Making Waves: : Sally Alexander

An inmate author does his best to save children from a life of crime.

An actress struggles to regain her life and livelihood after losing both legs in a crash.

The wife of a socially prominent attorney leaves her husband and children to marry a convicted murderer.

A wife-attorney defends her White House advisor-husband after he is photographed in the arms of another woman.

You met these remarkable people on the pages of Life & Style in 1996. Our writers and photographers took you into their worlds for a moment, to ponder their dilemmas and learn about what makes them tick.

And then, because the news is the news, they vanished from our view.

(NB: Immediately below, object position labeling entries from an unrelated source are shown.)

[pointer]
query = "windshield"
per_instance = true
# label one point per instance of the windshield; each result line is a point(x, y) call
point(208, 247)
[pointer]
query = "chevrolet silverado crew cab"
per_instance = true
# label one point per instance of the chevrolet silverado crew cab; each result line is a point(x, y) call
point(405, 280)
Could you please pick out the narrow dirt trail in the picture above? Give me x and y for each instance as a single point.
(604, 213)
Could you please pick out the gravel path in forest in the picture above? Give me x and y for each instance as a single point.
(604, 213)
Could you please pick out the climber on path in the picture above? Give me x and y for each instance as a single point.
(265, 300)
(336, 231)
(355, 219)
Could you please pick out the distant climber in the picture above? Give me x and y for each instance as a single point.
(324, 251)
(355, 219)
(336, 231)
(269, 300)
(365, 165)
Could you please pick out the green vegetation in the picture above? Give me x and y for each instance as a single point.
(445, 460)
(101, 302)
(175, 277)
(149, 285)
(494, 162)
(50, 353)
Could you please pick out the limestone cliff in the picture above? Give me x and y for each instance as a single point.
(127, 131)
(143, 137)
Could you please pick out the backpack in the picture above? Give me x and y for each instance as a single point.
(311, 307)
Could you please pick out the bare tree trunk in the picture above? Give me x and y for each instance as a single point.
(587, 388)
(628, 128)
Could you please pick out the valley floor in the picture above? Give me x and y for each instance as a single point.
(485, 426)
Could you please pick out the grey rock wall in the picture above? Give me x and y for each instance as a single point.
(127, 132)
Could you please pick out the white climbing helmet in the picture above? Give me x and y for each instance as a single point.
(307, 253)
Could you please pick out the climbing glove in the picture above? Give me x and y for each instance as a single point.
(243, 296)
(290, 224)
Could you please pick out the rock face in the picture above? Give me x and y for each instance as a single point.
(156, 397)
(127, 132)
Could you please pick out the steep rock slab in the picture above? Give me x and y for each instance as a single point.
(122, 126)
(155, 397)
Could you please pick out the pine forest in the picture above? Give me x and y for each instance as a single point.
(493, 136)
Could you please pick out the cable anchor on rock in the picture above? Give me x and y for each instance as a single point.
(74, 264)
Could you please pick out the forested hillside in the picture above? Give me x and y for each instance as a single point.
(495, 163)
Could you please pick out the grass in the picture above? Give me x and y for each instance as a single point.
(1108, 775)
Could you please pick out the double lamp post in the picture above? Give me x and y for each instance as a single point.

But their stories did not end once you had read about them. Here, we catch up with several of 1996's most memorable people.


Sally Alexander of Huntington Beach threw her hat in the political ring in 1996 and became an international news figure.

The bodysurfing great-grandmother and longtime Democratic activist filed to oppose four-term Republican Dana Rohrabacher in one of the most Republican congressional districts in the nation. Her age--82--attracted news media from across the country and as far as Europe and Asia.

To no one's surprise, she lost, drawing only a third of the votes, but she says the publicity she attracted probably helped other Democrats.

She and her daughter, Sandy Hester of Claremont, went on to become what are believed to be the first mother-and-daughter electors in electoral college history. Both cast their ballots for President Bill Clinton.